Angry Karradah residents took to the streets chanting "We want the Sunnis out!" after the blast, the second suicide bombing in three days in the neighborhood. The explosion destroyed three minivans, 11 cars and dozens of shops, as well as the local post office, according to a resident.
Seven charred bodies were visible in one of the vans, including that of a woman who was half out a window in an apparent attempt to escape the inferno.
A second huge explosion later rattled the capital, but police said it was a controlled blast to destroy a second car explosive that had been disabled before its suicide bomber could detonate it.
As the rockets fell and bombs exploded across the Tigris River, the public address system inside the Green Zone compound could be heard warning in English that people should take cover because "this is not a drill."
Five people were wounded in the rocket attack, none seriously. Mortar and rocket attacks hit the zone frequently but reported casualties are rare.
The attacks came on a day that police reported 61 killed in sectarian violence nationwide, including the bodies of 22 torture victims dumped in Baghdad, and a parliamentary debate was suspended briefly after arguments broke out between Sunnis and Shiites over security.

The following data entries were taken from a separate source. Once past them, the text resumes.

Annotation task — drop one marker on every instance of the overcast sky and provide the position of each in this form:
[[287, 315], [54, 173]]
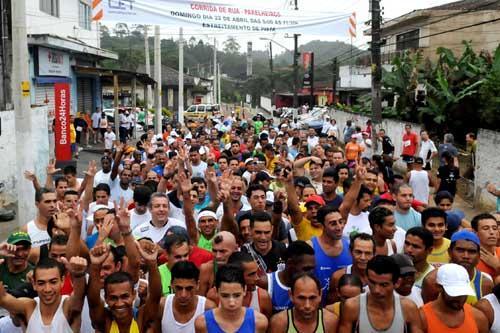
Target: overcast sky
[[391, 9]]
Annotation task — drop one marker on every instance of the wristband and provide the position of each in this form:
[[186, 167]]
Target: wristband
[[79, 275], [128, 233]]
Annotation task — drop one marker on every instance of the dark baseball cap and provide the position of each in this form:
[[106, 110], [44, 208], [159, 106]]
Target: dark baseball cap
[[405, 263]]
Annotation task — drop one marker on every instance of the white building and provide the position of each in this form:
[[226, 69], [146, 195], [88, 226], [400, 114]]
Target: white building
[[63, 38]]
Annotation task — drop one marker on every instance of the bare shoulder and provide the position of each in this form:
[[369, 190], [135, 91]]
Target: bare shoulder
[[209, 304], [260, 322], [200, 325], [330, 322], [350, 309]]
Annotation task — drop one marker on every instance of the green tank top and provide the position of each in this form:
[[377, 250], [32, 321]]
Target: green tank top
[[165, 279], [291, 325], [204, 243]]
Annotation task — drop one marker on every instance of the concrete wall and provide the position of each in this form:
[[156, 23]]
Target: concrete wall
[[488, 167], [39, 152], [67, 24], [393, 128]]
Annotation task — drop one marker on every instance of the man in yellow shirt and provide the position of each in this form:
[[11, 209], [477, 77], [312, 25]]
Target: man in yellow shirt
[[434, 220], [305, 224]]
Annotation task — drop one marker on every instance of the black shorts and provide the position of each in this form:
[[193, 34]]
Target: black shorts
[[408, 159]]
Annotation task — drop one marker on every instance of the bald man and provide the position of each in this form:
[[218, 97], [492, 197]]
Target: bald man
[[223, 245]]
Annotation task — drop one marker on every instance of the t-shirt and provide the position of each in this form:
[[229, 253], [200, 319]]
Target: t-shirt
[[357, 224], [446, 147], [109, 138], [12, 281], [410, 142], [117, 192], [426, 149], [199, 170], [102, 178], [273, 257], [448, 176], [439, 256], [352, 151], [305, 230], [408, 220], [154, 233]]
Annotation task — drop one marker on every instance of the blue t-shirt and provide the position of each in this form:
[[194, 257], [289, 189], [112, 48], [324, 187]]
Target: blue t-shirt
[[409, 220], [327, 265]]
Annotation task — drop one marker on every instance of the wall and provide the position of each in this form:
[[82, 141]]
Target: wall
[[40, 153], [265, 103], [488, 167], [393, 128], [67, 24]]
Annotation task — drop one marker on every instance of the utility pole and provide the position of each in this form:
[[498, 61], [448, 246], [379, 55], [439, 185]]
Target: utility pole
[[335, 79], [147, 98], [376, 63], [158, 80], [180, 117], [22, 109], [271, 67], [295, 65], [215, 71], [218, 85]]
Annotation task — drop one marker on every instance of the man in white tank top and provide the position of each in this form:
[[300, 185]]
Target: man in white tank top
[[46, 203], [420, 181], [48, 276], [178, 311]]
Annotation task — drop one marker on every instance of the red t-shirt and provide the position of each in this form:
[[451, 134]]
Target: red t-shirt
[[410, 144]]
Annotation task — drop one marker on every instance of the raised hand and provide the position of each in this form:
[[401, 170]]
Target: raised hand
[[184, 182], [77, 266], [91, 169], [98, 254], [105, 229], [7, 250], [123, 216], [51, 167], [148, 251], [29, 175]]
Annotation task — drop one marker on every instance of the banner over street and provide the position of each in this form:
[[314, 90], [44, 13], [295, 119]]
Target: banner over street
[[221, 17]]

In the Sunni neighborhood of Doura, the desperation of local residents almost turned a U.S. humanitarian mission into a riot, reports CBS News chief foreign correspondent Lara Logan.
Crowds of women and children frantically swarmed around the U.S. supply truck, pushing each other in the frenzy. Even fiercely proud Iraqi men begged for some of the blankets and kerosene heaters.
It was all part of the U.S. effort to turn the violent Sunni area into a model for the rest of the neighborhood to follow.
By helping to meet people's most basic needs, like supplying gas heaters, the hope is the people will help U.S. soldiers keep the area secure, Lieutenant John Davis told Logan.
Parliament held yet another raucous session, this time witnessing a heated exchange between Prime Minister Nouri al-Maliki and Sunni legislator and cleric Abdul-Nasser al-Janabi, who accused the Shiite-dominated government of carrying out purges against Sunnis, the minority sect in Iraq.
The prime minister was seeking support for his and President Bush's plan to crush sectarian violence in Baghdad.
The prime minister vowed to go after those behind Baghdad's rampant violence no matter where they try to hide and regardless of sectarian beliefs, promising at the same time to ensure the human rights of innocent Iraqis.